Advertisement

California’s Other Boys of Summer

Share

“Who’s on third?” a teenage girl in the stands pipes up.

“No, Who’s on first,” someone else in the next section wisecracks.

At tiny Sam Lynn Ballpark, home of the California League’s Bakersfield Blaze, a Single A franchise of the Tampa Bay Devil Rays, the seats are so close to the action that you can hear everything, even the faint whoosh of the on-deck hitter’s practice swing.

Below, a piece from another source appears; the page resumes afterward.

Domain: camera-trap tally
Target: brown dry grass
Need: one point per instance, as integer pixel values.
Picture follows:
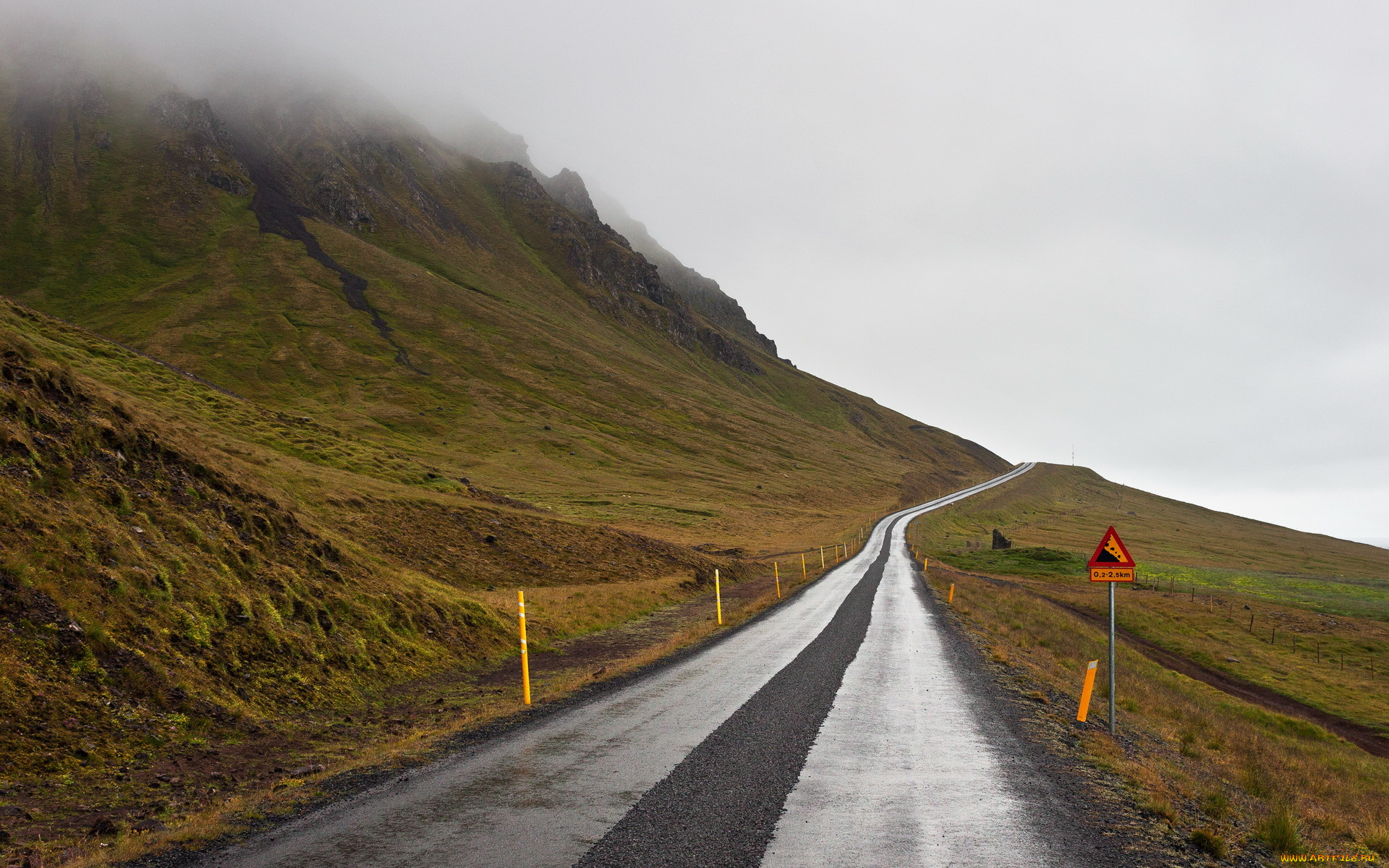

The Rancho Cucamonga Quakes are on their way to beating the Blaze, 6-2, but minor league baseball isn’t about winning games or even winning seasons. It’s about the pure, in-the-moment pleasure of the sport. How could it be otherwise for die-hard fans who know that every player on the field will be gone, either moving up or getting cut, by this time next year?

Everything that is missing from the major league game can be found in minor league parks (only for teams affiliated with major league clubs) dotted around the L.A. area, in San Bernardino, Lake Elsinore, Visalia, and Lancaster. In Bakersfield, the reserved seats are $6 (and even the $4 general admission seats are good), the hot dogs are $2, kids in uniform get in free, and the prize for the “dirtiest car in the parking lot” contest is a free car wash.

Advertisement

But underneath all the homespun charm runs the electric possibility of catching a sneak preview of baseball history. Imagine what it must have been like to watch Pedro Martinez pitch his first game of pro ball. Ken Eddy, who has been a season ticket holder since he retired from the Kern County Sheriff’s Department in 1989, has seen Martinez, Mike Piazza, Eric Karros, Raoul Mondesi, Hideo Nomo and Paul LoDuca in action. “I was even here the one night Orel Hershiser pitched,” Eddy remembers. “He was rotating through on rehab.”

Eddy won’t say who his favorite player is this year, because as a member of the booster club, he “adopts” a different player every season, offering free rides, advice and the occasional home-cooked meal. The dinners are especially welcome, since million-dollar signing bonuses are reserved for a handful of hot prospects. The average Single A ballplayer earns $600 to $800 a month, according to Blaze assistant general manager Brian Thomas. “The rest of the year, they’re working at Radio Shack.”

Tonight, silence falls when No. 22, Josh Hamilton, steps up to the plate for his first at-bat. Hamilton was the No. 1 draft pick in 1999, and the second high schooler ever to be drafted in that top spot. A-Rod was the first. Hamilton, bless his soul, hits it out of the park.